DIE ZEIT: Herr Reiche, in diesen Tagen nehmen die europäischen Spitzenligen wieder den Betrieb auf. Mehr und mehr Vereine lassen sich mittlerweile von Oligarchen und Diktaturen finanzieren. Stört Sie das?

Danyel Reiche: Das Grundproblem: Viele Clubs in den europäischen Top-Ligen haben private Eigentümer, darunter amerikanische, chinesische oder russische Unternehmer. Das öffnet zwangsläufig auch die Türen für reiche autoritäre Staaten, die sich vom Besitz eines Vereins einen Reputationsgewinn erhoffen.

ZEIT: Paris Saint-Germain und Manchester City gehören Ländern wie Katar und Abu Dhabi, deren Regierungen wegen zahlreicher Verstöße gegen Menschenrechte bekannt geworden sind. Warum investieren solche Länder in den Fußball?

Reiche: Neymar wäre ohne die Katar-Krise niemals zu Paris Saint-Germain gewechselt: Im vergangenen Sommer setzte Saudi-Arabien Katar mit einer Land-, See- und Luftblockade unter Druck. Man forderte von Katar unter anderem, den Sender Al-Dschasira zu schließen. Indem die Katarer den Brasilianer für viel zu viel Geld zu ihrem Pariser Club lotsten, veränderten sie den Fokus der internationalen Berichterstattung. Für ein kleines Land wie Katar ist der Einkauf im Geschäft des Weltfußballs eine Investition in die nationale Sicherheit. Ohne Paris Saint-Germain und ohne die WM-Ausrichtung 2022 wäre Saudi-Arabien womöglich in Katar einmarschiert, so wie man es 2011 in Bahrain getan hat.

ZEIT: Ist diese Vermengung von Politik und Fußball in Ihren Augen wünschenswert?

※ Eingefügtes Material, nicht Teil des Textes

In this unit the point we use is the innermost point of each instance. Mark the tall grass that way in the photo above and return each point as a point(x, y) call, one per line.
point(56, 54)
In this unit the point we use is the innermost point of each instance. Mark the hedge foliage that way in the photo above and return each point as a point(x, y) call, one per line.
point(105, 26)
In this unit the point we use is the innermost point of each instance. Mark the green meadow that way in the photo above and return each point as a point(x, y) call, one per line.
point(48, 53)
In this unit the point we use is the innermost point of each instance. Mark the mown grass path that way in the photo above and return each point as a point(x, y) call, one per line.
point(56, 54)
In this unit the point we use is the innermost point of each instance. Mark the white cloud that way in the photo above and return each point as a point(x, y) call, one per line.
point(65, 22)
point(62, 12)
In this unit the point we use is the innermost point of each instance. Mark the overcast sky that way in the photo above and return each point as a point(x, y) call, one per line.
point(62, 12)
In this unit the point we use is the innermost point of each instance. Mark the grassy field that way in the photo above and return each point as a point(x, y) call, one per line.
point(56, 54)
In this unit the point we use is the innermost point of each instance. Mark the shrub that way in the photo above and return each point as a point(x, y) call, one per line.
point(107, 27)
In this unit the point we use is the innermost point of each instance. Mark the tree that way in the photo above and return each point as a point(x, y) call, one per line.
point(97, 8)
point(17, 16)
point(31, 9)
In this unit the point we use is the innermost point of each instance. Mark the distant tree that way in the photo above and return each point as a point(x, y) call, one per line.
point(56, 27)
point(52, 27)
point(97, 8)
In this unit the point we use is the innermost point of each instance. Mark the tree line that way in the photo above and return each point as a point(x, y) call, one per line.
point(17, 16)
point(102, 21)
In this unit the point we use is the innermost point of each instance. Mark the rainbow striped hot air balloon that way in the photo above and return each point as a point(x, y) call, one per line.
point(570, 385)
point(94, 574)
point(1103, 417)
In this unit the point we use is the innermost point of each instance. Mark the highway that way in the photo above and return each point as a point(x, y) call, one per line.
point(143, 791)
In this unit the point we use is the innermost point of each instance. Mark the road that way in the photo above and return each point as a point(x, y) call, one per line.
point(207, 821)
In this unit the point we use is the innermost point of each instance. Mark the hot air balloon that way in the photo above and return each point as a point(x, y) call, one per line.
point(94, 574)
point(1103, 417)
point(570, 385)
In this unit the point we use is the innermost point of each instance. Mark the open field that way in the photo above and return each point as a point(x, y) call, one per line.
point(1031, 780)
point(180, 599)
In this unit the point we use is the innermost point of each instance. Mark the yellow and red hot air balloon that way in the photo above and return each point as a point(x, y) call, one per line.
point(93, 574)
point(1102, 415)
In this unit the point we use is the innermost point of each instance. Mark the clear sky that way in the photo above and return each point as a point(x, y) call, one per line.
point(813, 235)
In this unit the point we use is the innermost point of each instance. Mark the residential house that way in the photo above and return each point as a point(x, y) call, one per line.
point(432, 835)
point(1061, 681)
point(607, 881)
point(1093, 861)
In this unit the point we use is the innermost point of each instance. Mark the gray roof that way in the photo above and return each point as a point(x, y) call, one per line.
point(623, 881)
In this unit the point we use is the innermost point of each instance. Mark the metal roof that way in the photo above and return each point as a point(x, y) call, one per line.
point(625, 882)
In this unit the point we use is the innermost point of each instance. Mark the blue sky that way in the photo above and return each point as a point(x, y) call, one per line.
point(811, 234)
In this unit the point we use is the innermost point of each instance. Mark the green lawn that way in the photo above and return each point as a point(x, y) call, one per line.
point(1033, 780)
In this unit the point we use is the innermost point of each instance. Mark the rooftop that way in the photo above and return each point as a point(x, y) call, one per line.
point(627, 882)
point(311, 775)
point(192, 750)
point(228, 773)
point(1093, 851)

Reiche: Clubs wie Manchester City oder Paris Saint-Germain profitieren von den Eigentümern aus der Golfregion. Sie investieren nicht nur in Beine, sondern auch in Steine: Sie bauen zum Beispiel erstklassige Jugendakademien auf. Wenn die Besitzer von heute auf morgen die Clubs verkaufen würden, würden sie immer noch eine gute Infrastruktur hinterlassen. Außerdem öffnet sich ein Staat wie Katar auch ein Stück weit zum Westen, weil er international als attraktiv gelten möchte.

ZEIT: Was begründet diesen Optimismus?

Reiche: Katar hat sein Bildungssystem erheblich ausgebaut. Frauen arbeiten und treiben Sport. Die Vielehe wird bis zur WM bestimmt nicht abgeschafft. Aber Katar weiß um die Bedeutung westlicher Werte für seine Anerkennung, da gehört auch das Frauenbild dazu. Das Land wird wohl einen Mittelweg zwischen den Kulturen finden.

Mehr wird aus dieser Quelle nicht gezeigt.